Seven stories of the world

In his new book,The Boat, Nam Le writes with the skill and perspective of a seasoned craftsman.

In his new book,The Boat, Nam Le writes with the skill and perspective of a seasoned craftsman.

His work gives off the aura of someone who’s been around and thought through a lot. If you didn’t know any better, you would probably find it hard to believe that The Boat is his first book and that he is only 29 years old.

Le was born in Vietnam, raised in Australia and has received fellowships from the prestigious Iowa Writers’ Workshop, as well as many other honors in his short writing career. All these places, along with many other exotic locales, show up in The Boat, an assemblage of seven short stories.

The range of characters in the collection is vast. The protagonists are both male and female with greatly varying ages. Children, teenagers, 20-somethings and middle-aged characters all take the spotlight at different points.

Settings, too, help define each story’s uniqueness. Stories take place in Iowa, Columbia, New York, Australia, Hiroshima, Tehran and Vietnam. The result is seven portraits of very different lives. This variety is intriguing, but what is so impressive is how Le combines these diverse characters and places to make a distinctly original story.

The first story, “Love and Honor and Pity and Pride and Compassion and Sacrifice,” sets the stage for the six vignettes to follow. It is about a 25-year-old Vietnamese writing student in Iowa whose strict father visits for three days during a busy time for the young man.

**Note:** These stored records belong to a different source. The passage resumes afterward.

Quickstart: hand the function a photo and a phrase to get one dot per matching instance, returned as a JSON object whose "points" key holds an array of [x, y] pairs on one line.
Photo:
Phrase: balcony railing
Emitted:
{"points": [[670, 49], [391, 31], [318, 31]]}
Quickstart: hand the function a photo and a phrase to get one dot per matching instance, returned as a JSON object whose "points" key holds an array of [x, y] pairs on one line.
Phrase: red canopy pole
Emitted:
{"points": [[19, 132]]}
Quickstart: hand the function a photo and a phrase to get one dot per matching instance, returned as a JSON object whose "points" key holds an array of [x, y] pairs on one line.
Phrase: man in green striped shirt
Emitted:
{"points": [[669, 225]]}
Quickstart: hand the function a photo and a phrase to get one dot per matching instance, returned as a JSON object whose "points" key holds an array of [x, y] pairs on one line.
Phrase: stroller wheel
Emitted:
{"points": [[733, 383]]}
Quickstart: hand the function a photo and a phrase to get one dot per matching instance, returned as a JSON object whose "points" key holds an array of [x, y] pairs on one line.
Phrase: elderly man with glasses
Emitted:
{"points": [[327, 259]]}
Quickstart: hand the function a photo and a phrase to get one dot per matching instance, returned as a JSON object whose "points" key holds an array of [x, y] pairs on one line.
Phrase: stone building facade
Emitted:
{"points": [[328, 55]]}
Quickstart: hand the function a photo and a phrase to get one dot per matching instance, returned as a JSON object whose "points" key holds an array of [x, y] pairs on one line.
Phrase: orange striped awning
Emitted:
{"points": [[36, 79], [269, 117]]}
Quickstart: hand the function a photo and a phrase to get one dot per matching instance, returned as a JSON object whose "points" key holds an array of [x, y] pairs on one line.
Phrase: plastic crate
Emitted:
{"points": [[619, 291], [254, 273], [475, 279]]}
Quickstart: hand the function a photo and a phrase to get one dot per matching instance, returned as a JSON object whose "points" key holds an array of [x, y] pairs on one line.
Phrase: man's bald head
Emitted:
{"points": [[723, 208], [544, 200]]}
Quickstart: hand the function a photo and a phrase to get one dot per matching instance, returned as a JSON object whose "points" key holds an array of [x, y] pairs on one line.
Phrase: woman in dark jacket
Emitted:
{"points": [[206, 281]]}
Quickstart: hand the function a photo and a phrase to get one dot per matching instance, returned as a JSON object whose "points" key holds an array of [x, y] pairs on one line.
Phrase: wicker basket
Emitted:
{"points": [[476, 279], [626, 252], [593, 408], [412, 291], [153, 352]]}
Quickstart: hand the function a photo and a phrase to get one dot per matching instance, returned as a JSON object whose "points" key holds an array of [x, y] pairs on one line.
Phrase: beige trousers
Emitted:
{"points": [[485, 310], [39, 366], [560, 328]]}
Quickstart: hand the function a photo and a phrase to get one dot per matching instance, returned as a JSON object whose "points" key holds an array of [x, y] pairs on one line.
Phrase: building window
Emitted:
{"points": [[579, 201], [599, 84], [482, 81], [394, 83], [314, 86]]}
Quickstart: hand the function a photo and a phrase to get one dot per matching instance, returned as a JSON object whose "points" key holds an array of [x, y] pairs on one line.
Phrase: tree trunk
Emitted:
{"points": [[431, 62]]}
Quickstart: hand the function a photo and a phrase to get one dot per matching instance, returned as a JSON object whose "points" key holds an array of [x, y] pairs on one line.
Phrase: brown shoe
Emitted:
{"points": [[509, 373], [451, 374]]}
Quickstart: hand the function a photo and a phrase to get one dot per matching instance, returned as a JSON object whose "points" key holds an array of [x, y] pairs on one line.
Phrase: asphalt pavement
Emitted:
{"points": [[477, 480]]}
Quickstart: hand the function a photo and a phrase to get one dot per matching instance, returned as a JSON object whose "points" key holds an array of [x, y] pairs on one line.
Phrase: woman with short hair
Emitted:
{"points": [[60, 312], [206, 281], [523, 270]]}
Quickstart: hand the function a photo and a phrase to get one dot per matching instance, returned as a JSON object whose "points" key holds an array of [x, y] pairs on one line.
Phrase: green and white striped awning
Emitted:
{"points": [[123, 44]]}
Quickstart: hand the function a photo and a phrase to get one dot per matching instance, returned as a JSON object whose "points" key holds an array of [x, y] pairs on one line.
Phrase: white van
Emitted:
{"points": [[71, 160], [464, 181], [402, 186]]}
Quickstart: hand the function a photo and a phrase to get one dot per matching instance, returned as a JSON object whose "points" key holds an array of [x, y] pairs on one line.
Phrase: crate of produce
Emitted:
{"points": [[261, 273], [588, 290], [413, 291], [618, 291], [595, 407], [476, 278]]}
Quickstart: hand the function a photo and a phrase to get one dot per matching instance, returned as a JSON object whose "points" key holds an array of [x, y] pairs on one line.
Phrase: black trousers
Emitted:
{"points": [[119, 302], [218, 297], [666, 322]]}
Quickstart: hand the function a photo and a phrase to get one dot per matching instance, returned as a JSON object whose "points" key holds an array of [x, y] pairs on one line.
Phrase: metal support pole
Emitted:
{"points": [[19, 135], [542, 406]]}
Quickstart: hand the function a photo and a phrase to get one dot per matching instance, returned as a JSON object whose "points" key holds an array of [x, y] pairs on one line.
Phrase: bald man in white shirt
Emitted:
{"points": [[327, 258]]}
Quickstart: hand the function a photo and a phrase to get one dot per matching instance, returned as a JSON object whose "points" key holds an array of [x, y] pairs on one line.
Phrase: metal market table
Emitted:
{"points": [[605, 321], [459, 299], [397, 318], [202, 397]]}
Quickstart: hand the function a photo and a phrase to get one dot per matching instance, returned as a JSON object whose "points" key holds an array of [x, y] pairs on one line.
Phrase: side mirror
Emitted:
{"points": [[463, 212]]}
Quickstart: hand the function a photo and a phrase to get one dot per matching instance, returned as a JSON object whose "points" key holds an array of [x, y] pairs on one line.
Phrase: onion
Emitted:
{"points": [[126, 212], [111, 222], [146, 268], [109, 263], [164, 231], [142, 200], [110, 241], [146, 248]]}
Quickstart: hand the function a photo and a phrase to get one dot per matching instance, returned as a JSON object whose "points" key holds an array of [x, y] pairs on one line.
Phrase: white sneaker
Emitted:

Le does a funny thing by starting off the book with a story that seems autobiographical, before switching things up. The young writer in “Love and Honor …” struggles with what to write about, not wanting to delve into his personal history, while fellow students discuss how “hot” ethnic literature is right now. The cleverness of this decision is more apparent as the book moves along and eventually ends with “The Boat,” the story of an overcrowded vessel of Vietnamese refugees traveling at sea, plagued by sickness and death.

“Cartagena” is the story of a 14-year-old boy enlisted as a hitman by a character known as El Padre. The boy has to deal with the ramifications of sparing one of his victims, which creates a palpable tension. Like all his stories, “Cartagena” is made to seem authentic by the way the characters relate to their age, experience and place they live. It’s easy to believe that teenage assassins think and speak the way Le’s characters do.

The story “Hiroshima” is another depiction of a young narrator. Written in the first person, the story follows a third-grade girl as she details life in Hiroshima during World War II. There is no dialogue, only long paragraphs written in a stream of consciousness narrative. Le’s protagonist explains the alarms that ring out sometimes during the day, and how she is taught to react. She knows that when only one U.S. plane flies overhead, it is probably taking a picture, and that when Americans drop bombs, they come in great numbers.

The problem each character faces is specific to their life, but the emotions they elicit–loss, grief, awareness of reality–are utterly universal. As a whole, the collection is quite somber, but very well put together. Le’s prose is descriptive and rich without being overdone. He does his craft proud.

Le currently works as the fiction editor for the Harvard Review. As readers, we can only hope he is still writing on the side, and that he will be a presence in the literary world for many years to come.